Рамсес мрачно посмотрел на Моисея, прикидывая что-то в уме, и после короткой паузы сделал знак всем удалиться. Слуги торопливо зашумели, поспешно покидая тронную залу. Проводив тяжелым взглядом Везира, шедшего последним, Рамсес развернулся к Моисею:
— Говори!
И опять возникло чувство, что это уже однажды происходило. Сети точно также коротко бросал это слово. «Говори!» Жестко и властно. Рамсес обладал всеми задатками успешного правителя. Только в прошлый раз, десять лет назад, Моисей нервно оправдывался, опустив голову в землю и глотая слова от испуга. А сейчас он свободно стоял, расправив плечи, и спокойно глядел в глаза грозному фараону.
— Рамсес, мы знаем друг друга очень долго. Знаем настолько близко, что ты сразу почувствуешь, говорю я правду или лгу. Просто слушай сердце. Я расскажу, что мне известно. А ты попробуй посмотреть на это со стороны.
Рамсес опять нахмурился — не привык фараон слушать указания других людей. Моисей поспешно перешел к делу:
— Когда-то давно, в одном государстве случилось великое множество разных напастей и бедствий. Четыре года неурожая сломили дух простых людей. И тогда правитель решил продемонстрировать силу, воспользовавшись древним законом, предписывавшим убить всех младенцев…
Рамсес резко вскочил, не желая внимать дерзким речам, но Моисей просительно остановил его открытым жестом руки:
— Рамсес, прошу тебя, дослушай.
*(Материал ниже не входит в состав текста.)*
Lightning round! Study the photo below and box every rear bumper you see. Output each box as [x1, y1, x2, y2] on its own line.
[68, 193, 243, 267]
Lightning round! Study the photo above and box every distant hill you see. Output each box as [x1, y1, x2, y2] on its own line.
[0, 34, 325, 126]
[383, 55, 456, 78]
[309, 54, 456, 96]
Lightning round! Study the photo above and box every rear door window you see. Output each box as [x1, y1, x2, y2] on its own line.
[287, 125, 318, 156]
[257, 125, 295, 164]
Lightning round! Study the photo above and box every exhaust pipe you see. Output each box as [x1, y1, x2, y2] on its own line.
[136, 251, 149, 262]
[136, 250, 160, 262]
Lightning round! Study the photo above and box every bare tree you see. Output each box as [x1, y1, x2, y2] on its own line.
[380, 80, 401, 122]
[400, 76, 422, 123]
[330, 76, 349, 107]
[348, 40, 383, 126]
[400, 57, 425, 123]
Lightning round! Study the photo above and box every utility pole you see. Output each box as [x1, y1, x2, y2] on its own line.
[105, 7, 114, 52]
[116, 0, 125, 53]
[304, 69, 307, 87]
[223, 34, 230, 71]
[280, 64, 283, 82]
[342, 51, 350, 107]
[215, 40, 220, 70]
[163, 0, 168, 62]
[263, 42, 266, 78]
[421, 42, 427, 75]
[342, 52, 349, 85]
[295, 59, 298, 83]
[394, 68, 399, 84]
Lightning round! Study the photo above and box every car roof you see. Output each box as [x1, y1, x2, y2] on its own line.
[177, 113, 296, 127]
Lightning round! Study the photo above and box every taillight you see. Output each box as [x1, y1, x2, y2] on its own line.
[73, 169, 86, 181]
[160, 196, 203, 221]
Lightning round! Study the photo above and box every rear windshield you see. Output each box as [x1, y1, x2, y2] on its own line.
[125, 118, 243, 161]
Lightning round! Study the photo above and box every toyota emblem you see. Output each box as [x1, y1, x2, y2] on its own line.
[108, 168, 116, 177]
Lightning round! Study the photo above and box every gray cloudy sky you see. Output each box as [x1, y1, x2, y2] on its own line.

Меня и свое сердце. Тогда и решишь — казнить или миловать.
Слова подействовали: фараон опустился назад, по-прежнему гневно хмурясь.
— Совершить столь жестокое деяние правитель той страны доверил самым верным военным отрядам. Которые все в точности исполнили. Месяц стоял стон над землей, и не было селения, в котором люди не проклинали бы жестокого правителя.
Моисей повысил голос, и тот зазвенел, гулко разносясь по огромному залу:
— К сожалению, проклятия подействовали и на преданных воинов. Совсем нелегко было беззащитных детей в крови топить. Некоторые сразу зароптали. А у других только после убийства смертного, что-то внутри сломалось. И когда они через месяц назад вернулись, в глазах у всех горел огонь зловещий.
Моисей остановился — каменная маска постепенно сходила с лица Рамсеса, сменяясь горькой озабоченностью, столь естественной для простых людей и совсем не характерной для могущественных правителей.
Моисей продолжил тихим голосом — почти шепотом:
— Правитель хорошо знал, что войско следует в послушании страхом и поощрением держать. Да только какой страх придумать на них, преступивших ужас детоубийства? И явственно видел он, как все святое внутри поправ, воины, такие верные совсем недавно еще, не могут перед соблазном устоять самим суд вершить, ни чьим указам не подчиняясь.
Рамсес по-прежнему хмурился, но теперь совсем по-другому. И Моисей видел уже не решимость, а скорее растерянность, в глазах правителя:
— Задумался тогда крепко фараон, измену явную замечая. Начал вспоминать, кто идею подсказал Заветом старинным воспользоваться. Кто посоветовал власть кровью младенцев укрепить. И пришли тогда в голову первые слова Везира мудрого, еще год назад произнесенные. А потом каждый день повторяемые. Что, словно яд змеиный, решимость фараона изнутри подтачивали, к решению, смертельному для него, подталкивали.